Whenever I go into a Star Wars movie, the first thing I expect is to be entertained. Not some deep meditation on life or whatever, just a good entertaining movie to engross me for a couple of hours. With that in mind, I’m pleased as punch that Solo: A Star Wars Story met those expectations.

Taking place roughly ten years before the events of Star Wars: A New Hope, young Han Solo (Alden Ehrenreich) is trying to get back to his homeworld of Corellia to return to his love Qi’ra (Emilia Clarke) when he gets embroiled, along with the Wookie Chewbacca (Joonas Suotamo), with a smuggler named Beckett (Woody Harrelson) who has to deliver cargo to crime boss Dryden (Paul Bettany). Having then recruited Captain Lando Calrissian (Donald Glover) for the heist, this sets in motion the events that came to shape him as the scoundrel we know and love.

Origins are a tricky thing to pull off; by the end we know what’ll happen. But director Ron Howard knows how to balance new events to keep us surprised while also showing us events that we actually want to see. The meeting between Han and Chewie didn’t happen the way I would’ve thought it did, but that’s a great thing. It manages to fulfill a lot of those childhood questions that I had, but in a way that was organic to the plot, and not just some checklist of shit that has to be in the movie.

Ehrenreich’s performance as young Solo manages to hit just the right notes. When he gives that smirk, or a bit of that swagger, I thought, “There’s Han” and believe me that is no easy feat. The movie completely shines when he’s with Chewie giving off that same chemistry that was in the original films. And its completely entertaining seeing how Lando and Han met. It even fits with their interaction in The Empire Strikes Back.

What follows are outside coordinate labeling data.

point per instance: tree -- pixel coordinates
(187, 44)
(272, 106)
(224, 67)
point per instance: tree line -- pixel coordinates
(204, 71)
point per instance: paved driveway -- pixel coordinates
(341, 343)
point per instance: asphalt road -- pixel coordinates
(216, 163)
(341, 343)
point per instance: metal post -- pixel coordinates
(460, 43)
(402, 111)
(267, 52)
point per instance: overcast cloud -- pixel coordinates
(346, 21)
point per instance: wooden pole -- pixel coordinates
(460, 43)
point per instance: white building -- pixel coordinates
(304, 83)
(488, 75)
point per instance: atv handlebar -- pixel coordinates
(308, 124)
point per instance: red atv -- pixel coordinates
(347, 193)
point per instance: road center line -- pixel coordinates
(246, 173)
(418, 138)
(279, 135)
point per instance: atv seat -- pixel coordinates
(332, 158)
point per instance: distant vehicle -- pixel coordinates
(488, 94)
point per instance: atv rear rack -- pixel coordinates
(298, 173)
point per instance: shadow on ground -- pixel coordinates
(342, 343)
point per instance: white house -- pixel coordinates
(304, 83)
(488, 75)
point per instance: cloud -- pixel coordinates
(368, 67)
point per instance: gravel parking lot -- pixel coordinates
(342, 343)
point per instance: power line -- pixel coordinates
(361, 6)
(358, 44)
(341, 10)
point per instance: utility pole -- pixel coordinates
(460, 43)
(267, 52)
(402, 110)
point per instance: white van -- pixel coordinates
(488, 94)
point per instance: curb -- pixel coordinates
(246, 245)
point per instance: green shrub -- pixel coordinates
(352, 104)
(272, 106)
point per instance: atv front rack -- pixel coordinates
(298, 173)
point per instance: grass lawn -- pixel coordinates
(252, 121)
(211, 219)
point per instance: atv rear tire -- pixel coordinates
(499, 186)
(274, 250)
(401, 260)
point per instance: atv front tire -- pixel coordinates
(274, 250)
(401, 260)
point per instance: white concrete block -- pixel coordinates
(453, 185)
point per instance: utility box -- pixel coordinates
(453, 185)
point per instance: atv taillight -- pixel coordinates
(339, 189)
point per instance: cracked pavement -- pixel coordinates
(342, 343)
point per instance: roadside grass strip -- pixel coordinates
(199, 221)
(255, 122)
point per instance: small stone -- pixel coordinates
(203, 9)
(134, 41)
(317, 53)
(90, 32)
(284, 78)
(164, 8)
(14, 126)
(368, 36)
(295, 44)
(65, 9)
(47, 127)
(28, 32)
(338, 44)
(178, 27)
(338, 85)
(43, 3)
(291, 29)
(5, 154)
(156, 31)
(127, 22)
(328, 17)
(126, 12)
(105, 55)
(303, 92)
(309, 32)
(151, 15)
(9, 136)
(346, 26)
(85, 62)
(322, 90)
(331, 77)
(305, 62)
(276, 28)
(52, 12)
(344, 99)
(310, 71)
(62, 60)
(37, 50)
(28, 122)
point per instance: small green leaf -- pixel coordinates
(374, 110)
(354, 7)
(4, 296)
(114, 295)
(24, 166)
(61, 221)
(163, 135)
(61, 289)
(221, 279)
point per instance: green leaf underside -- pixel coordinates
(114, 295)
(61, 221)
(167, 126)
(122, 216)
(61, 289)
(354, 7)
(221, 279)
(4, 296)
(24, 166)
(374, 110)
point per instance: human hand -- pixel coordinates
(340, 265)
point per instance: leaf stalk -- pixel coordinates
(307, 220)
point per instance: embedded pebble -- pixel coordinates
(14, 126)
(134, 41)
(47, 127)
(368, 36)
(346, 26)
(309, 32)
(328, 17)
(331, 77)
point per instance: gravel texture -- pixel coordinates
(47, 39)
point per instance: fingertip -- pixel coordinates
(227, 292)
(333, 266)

There’s just a lot of love and joy in these performances.

But if there were any faults with Solo I’d say is that there are some scenes that attempt to illicit an emotional response that just manages to fall flat; some death scenes that I knew I should feel sad about but I just didn’t. Some work, and are crucial to the character of Solo, but others just felt exploitative. Speaking of which, that’s also how I felt with a cameo in the 3rd act, that made me roll my eyes; I just saw it as fan service, having no real purpose to the plot or the development of Han.

With those qualms aside, Solo is just a fun, entertaining movie. It accomplished what it set out to do, which was to be a fun swashbuckling adventure. Its paced wonderfully, seriously it left me wanting more, the performances are first rate, and I actually got to see events that I always wanted to know more about. Look, this isn’t the best Star Wars movie ever made but it is one of the most endearing ones.